В атаку мы шли ночью. Сначала по–королевски рявкало исполинское жерло мортиры, а затем, короткими перебежками, стреляя поочерёдно, мы подступали к форту. На стене пятьдесят шестой крепости я не увернулся от палаша; лезвие–невидимка полоснуло меня по лицу; парабеллум в неожиданно онемевшей руке плеснул пламенем, и, вцепившись в кадык тотчас взвывшего негра, я глотнул крови (безошибочно определил сорт с годом урожая), покатился в чавкающую тьму и вдруг очутился в стилизованном под рай соседском саду. Яблони были точно из папье–маше. Неумело вырезанный из кальки зелёный аргус вяло перебирал крыльями в струях бутафорского норд–оста. Мой слух ещё был полон влажными отголосками пиршества бар–мицвы.
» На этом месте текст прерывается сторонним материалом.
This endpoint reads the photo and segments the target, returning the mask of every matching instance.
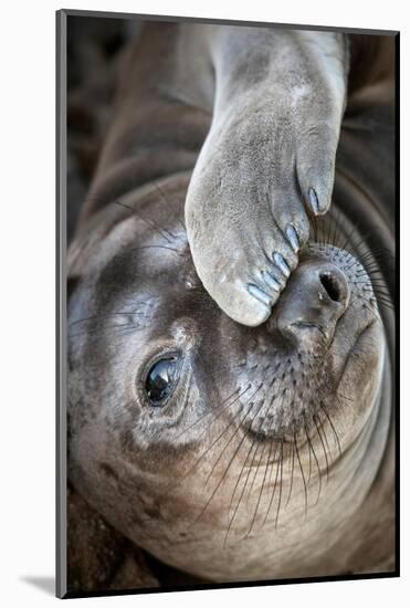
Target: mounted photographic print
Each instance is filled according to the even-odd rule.
[[[57,13],[60,597],[398,576],[398,42]]]

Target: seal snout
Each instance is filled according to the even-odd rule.
[[[340,268],[323,260],[305,261],[291,276],[271,323],[299,348],[328,345],[349,300]]]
Внезапно появилась она, измождённая, будто неприкаянная Герда — в косынке, чёрной рубашке, юбке до колен и с целым воинством одуванчиковых парашютистов на стоптанных башмаках. Ещё мгновение — и моя голова оказалась у неё на животе. Тонко запахло дымом. Мы стояли, раскачиваясь, медленно, но неумолимо абсорбируя друг друга: я — юный, но уже совершеннолетний Мелех Царфати и взрослая Эдда Муссолини. Из её чрева (куда я уже проник на добрую треть) полилась чу́дная сказка (Труд, Христ и целое сонмище неистовых девственниц — все были там!), и, убаюканный этой волшебной мелодией, я наконец–то впал в забытьё.
Батальонный врач возвёл госпитальные шатры на исполинском плато краснозёма. Там, защищённый от ветра неспокойными парусиновыми стенами, изучая причудливые метаморфозы гигантского топаза в потолке, к вечеру превращавшегося в рубин, а затем постепенно становившегося сапфиром, я мучительно выздоравливал. Левый глаз удалось спасти. Швы стянули кожу ото лба до нижней челюсти, и чудовищный алый шрам пересёк моё лицо.
Витторио навещал меня, издевался над моей потерей клыка, утверждая (и совершенно ложно!), что я больше не хищник; балагурил с сестрой родом из Катании, которая с завидным постоянством, дважды в неделю, выбривала лобок и подмышки; да глумился над тем, как, гримасничая и придерживая пальцами губу, я поглощал мелко нарезанное на дольки–кораблики розовое яблоко.